The closing remarks of the judgment are also telling
I am releasing this case for publication on Bailii in accordance with the transparency provisions because I regard it to be in the public interest to do so. It is an example of the approach by the court where inadequate welfare evidence is provided. I hope that it shows the degree of care that the court takes and how resistant the court is to any suggestion that it should simply rubber stamp the conclusions of professional witnesses where the underlying analysis is inadequate. I would like to pay a tribute to the advocates in the case. Mr Cranfield has done his utmost to repair the inadequacies of the Local Authority’s case (and has done so with his typical skill); however the task was even beyond the reaches of that very apparent and well known skill.

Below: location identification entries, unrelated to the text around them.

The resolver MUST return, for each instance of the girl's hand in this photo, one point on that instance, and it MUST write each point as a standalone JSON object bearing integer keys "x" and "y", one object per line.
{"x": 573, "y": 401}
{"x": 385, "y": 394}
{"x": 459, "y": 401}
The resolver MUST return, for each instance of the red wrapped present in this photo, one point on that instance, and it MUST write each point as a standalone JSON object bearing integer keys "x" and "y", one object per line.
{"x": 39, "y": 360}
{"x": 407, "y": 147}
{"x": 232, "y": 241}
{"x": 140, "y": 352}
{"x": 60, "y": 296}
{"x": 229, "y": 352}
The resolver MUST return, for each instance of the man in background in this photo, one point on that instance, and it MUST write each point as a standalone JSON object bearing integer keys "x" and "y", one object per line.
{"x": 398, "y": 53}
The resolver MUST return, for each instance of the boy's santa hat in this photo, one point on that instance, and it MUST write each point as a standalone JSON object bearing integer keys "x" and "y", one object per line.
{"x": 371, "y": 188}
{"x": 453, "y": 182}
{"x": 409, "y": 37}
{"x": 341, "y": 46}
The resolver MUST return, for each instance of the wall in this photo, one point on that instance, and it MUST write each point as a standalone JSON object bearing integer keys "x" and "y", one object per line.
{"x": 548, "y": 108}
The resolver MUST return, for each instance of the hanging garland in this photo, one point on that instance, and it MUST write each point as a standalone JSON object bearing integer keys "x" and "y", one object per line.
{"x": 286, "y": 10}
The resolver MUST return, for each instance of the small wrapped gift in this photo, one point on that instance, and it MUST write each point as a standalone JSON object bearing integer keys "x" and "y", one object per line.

[Of course, having looked at the new standardised social work statement model due to be rolled out in December, these sorts of vital considerations in the new statement model get the same sort of “extensive coverage” as an insy winsy teeny weeny yellow polka dot bikini, so we may be seeing a lot more judgments like this next year]
It is quite alarming that “Lessons” are not being learnt, bravo for the judge in this case, I have heard good things about that particular judge in Bristol, anyways, this day and age even post Re. B, B-S W, and the likes it always irked me that the basics are still being missed, sadly, even today the principles are still being missed in a few other of my cases.
The one shoe fits all “Template” will further compound the difficulties in determining the facts of the case, it seems by this we will see a 2013 the 2nd about April time next year, why though, how can the most basics of matters be missed, is it the workloads?, is it the lackadaisical approach the professionals are taking?, who knows, speaking with CA at FRG and with yesterday’s Care applications the highest ever one does wonder where or when we will ever see the juggernaut slowing down, too many critical and serious misjudgments are still rife now as they were when I was in short pants.